While most humane groups oppose slaughterhouse sales in any form, some have devoted efforts to reforming aspects of the business. The Washington-based American Horse Protection Association (AHPA) was one of a number of groups, including HSUS, pushing for transport reform for slaughterhouse-bound horses. According to Robin Lohmis, AHPA executive director, horses are often carried in double-decker cattle trucks that don’t even allow horses to stand up. Humane lobbying work led to legislation in 1996 that authorizes the Secretary of Agriculture to draft federal reform regulations, but it may be 1999 before the new laws are in effect.

Some frontline activists, like Linda Moss of Equus Rescue and Sanctuary in Glendale, California, want to see horse slaughterhouses totally banned, and say transport reforms are wasted effort. “They make it appear that something’s being done, but what they really do is regulate the horse into the agricultural code as an animal for slaughter,” she says.

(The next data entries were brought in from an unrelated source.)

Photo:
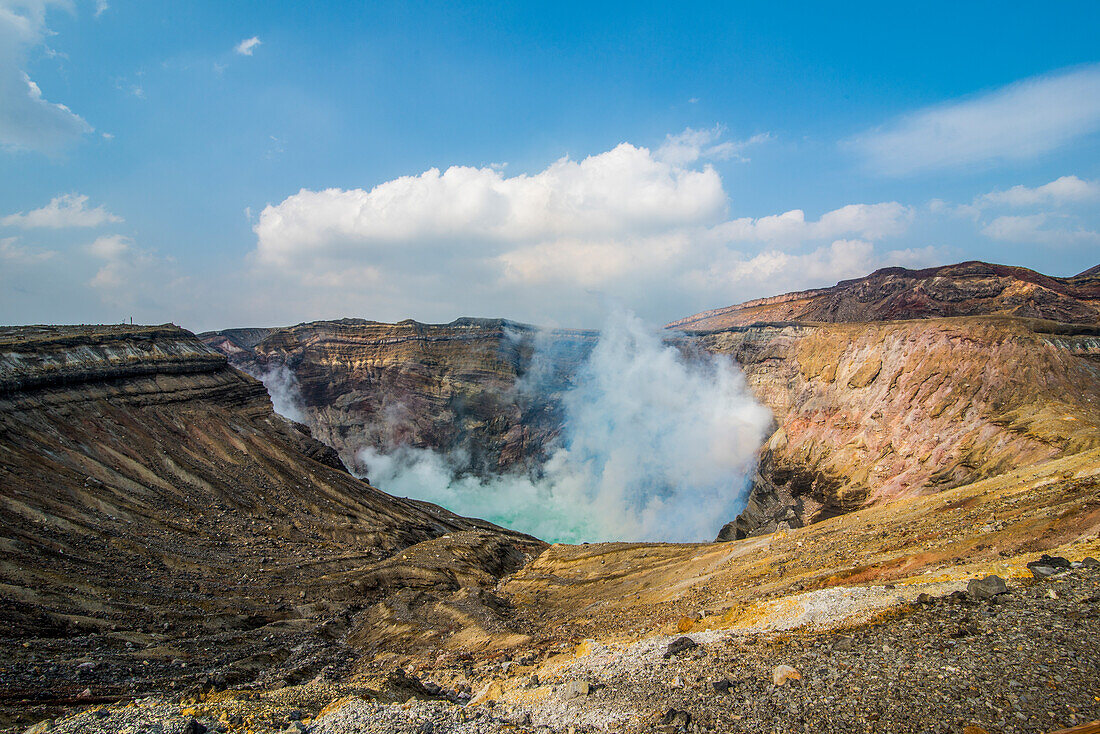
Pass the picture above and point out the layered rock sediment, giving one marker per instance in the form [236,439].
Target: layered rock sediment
[486,390]
[154,510]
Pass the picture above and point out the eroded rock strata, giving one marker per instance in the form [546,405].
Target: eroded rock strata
[485,389]
[969,288]
[878,389]
[869,413]
[163,525]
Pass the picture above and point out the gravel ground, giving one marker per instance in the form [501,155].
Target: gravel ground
[1026,660]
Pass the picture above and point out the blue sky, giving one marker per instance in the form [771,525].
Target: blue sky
[672,157]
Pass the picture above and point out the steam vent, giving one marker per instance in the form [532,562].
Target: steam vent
[510,368]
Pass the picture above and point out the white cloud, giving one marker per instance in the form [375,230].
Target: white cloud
[470,211]
[861,220]
[1065,190]
[628,223]
[246,46]
[1020,121]
[1035,229]
[65,210]
[28,121]
[692,145]
[13,253]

Groups like Equus, of which there are many in California, form a core activist constituency for the state ballot initiative, which is spearheaded by Cathleen Doyle and Sherri DeBore of Save the Horses. It will likely go before the voters in November, 1998. The initiative, which had 95 percent support in a recent Decision Research poll, would make sending a horse to slaughter a felony, with penalties of up to three years in jail. Selling horsemeat would also be banned.

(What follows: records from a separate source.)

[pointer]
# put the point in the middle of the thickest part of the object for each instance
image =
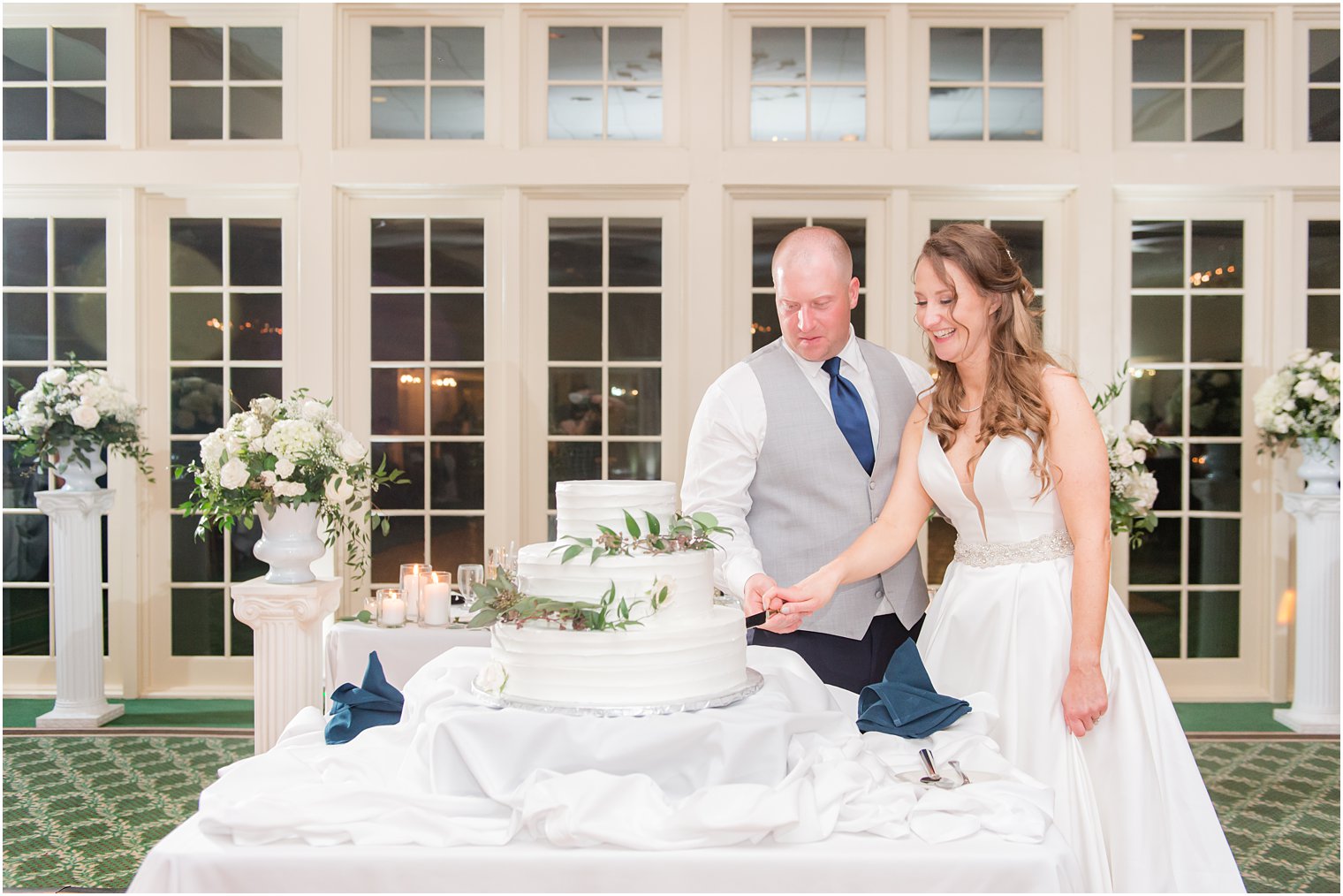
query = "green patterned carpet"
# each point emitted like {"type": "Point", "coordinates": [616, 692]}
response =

Not surprisingly, the slaughterhouse owners oppose the petition drive. “That’s a ridiculous effort,” says Grant Heberlein, general manager of Bel-Tex in Fort Worth, Texas. “If it’s passed, thousands of horses will have to be buried and it will create a tremendous problem with groundwater contamination in California.”

Doyle responds that there are more than 300 landfills in California that will accept large carcasses, as well as an extensive network of rendering plants that process euthanized horses into a variety of products. “What you’re getting is disinformation from the horsemeat industry,” Doyle says.